Hoyle selbst prägte den Begriff des Big Bang (großer Knall) in einer BBC-Radiosendung 1949, um die Urknalltheorie von Abbé Georges Lemaître – ohne, wie oft behauptet wurde, erkennbaren spöttischen Unterton – auf eine griffige Formel zu bringen.

Spätestens in den 1990er Jahren begann Hoyle, die Erd-, Menschheits und Zivilisationsgeschichte unter katastrophistischen Gesichtspunkten zu betrachten.
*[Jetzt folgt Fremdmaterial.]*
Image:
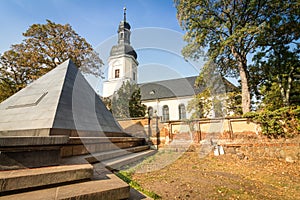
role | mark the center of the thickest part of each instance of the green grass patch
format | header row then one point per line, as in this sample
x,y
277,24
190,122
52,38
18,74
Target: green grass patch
x,y
126,176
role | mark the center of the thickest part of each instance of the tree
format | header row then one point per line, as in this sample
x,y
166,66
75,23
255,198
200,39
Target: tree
x,y
232,30
45,46
276,72
126,102
218,96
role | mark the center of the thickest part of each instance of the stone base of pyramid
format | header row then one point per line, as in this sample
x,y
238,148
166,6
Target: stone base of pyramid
x,y
58,132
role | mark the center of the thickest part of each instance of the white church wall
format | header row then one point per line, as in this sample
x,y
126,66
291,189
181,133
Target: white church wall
x,y
173,105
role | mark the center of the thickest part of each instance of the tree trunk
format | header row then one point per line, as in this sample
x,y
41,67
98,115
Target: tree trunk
x,y
242,67
246,100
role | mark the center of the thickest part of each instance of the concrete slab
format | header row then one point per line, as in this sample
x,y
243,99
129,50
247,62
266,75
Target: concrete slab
x,y
29,178
119,162
12,141
61,99
111,188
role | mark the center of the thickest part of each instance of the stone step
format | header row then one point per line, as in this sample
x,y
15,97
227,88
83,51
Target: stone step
x,y
111,188
96,157
81,146
30,178
122,161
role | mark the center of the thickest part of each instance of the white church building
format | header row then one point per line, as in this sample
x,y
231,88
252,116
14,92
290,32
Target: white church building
x,y
166,99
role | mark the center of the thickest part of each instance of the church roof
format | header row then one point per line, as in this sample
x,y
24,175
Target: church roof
x,y
61,99
169,88
123,49
175,88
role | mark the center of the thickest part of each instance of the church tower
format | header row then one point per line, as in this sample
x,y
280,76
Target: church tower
x,y
122,63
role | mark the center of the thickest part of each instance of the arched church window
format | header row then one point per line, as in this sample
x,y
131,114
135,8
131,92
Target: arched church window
x,y
133,75
117,73
165,113
150,111
182,112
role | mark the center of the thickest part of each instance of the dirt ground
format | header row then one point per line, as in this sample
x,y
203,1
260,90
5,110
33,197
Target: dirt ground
x,y
219,177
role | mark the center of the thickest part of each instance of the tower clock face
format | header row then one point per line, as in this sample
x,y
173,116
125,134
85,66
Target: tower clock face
x,y
116,63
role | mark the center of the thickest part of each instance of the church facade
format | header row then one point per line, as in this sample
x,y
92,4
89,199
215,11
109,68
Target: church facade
x,y
167,99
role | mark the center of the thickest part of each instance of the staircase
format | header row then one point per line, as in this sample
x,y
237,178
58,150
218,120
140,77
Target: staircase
x,y
113,152
60,182
83,167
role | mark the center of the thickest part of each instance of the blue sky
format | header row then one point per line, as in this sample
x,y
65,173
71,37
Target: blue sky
x,y
156,34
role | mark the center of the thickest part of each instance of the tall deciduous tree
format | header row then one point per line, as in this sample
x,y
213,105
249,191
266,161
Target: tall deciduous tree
x,y
126,102
45,46
231,29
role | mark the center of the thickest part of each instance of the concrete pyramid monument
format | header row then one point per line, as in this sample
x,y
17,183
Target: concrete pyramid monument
x,y
59,103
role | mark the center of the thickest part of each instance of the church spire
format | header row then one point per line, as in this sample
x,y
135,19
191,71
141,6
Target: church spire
x,y
124,9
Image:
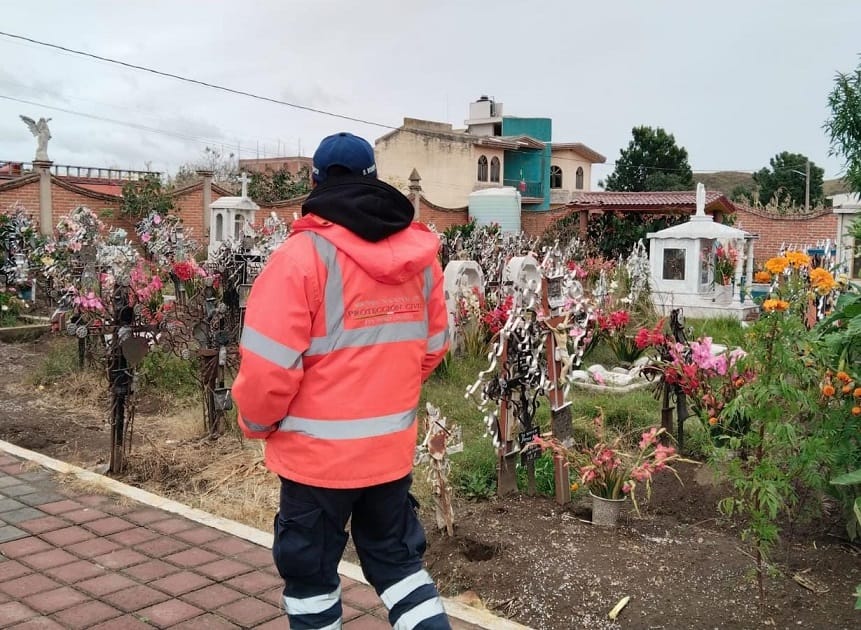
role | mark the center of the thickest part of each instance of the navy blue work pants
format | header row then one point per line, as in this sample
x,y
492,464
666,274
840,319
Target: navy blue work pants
x,y
310,536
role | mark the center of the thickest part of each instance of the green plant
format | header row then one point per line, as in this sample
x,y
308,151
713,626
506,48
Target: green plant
x,y
60,361
776,402
165,374
10,307
145,196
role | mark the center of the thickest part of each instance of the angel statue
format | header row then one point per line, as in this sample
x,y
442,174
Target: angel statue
x,y
42,133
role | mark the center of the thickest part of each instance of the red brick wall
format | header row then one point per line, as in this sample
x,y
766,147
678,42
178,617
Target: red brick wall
x,y
535,223
28,195
189,208
775,230
64,201
441,218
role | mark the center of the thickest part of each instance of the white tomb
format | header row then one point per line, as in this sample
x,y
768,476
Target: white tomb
x,y
229,216
681,260
460,279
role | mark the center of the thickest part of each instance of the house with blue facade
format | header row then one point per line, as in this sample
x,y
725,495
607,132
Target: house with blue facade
x,y
493,151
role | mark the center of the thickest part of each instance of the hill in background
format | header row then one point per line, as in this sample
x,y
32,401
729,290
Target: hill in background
x,y
725,181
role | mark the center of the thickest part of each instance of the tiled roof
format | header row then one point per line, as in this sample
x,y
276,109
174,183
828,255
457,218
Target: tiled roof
x,y
662,198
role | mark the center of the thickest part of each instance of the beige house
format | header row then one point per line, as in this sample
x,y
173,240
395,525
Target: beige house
x,y
454,163
451,163
571,170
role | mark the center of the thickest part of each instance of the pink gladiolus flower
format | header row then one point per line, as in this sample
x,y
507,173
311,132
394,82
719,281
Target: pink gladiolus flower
x,y
649,438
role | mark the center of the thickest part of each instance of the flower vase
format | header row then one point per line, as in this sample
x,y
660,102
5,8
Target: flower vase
x,y
605,512
723,293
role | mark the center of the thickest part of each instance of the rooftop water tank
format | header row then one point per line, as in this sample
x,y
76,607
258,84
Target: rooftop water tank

Impaktereignisse und ihre Folgen sollen weit größeren Einfluss auf die Menschheitsgeschichte ausgeübt haben als bisher angenommen.

In seinem 1993 erstveröffentlichten Buch "The Origin of the Universe and the Origin of Religion" baute Hoyle dieses Modell weiter aus und entwickelte ein periodisches Szenario rezenter Impakte, wobei er solche Einschläge im Abstand von ca. 1600 Jahren vermutete und mit prähistorischen sowie geschichtlichen Ereignissen in Verbindung brachte.

In seinen späteren Jahren entwickelte er zusammen mit Chandra Wickramasinghe auch die Theorie, der zufolge das Leben im All entstanden und mittels Panspermie im Universum verbreitet worden sei, ferner, dass die Evolution auf der Erde durch einen steten Zufluss von Viren vorangetrieben werde, die von Kometen zu uns transportiert würden.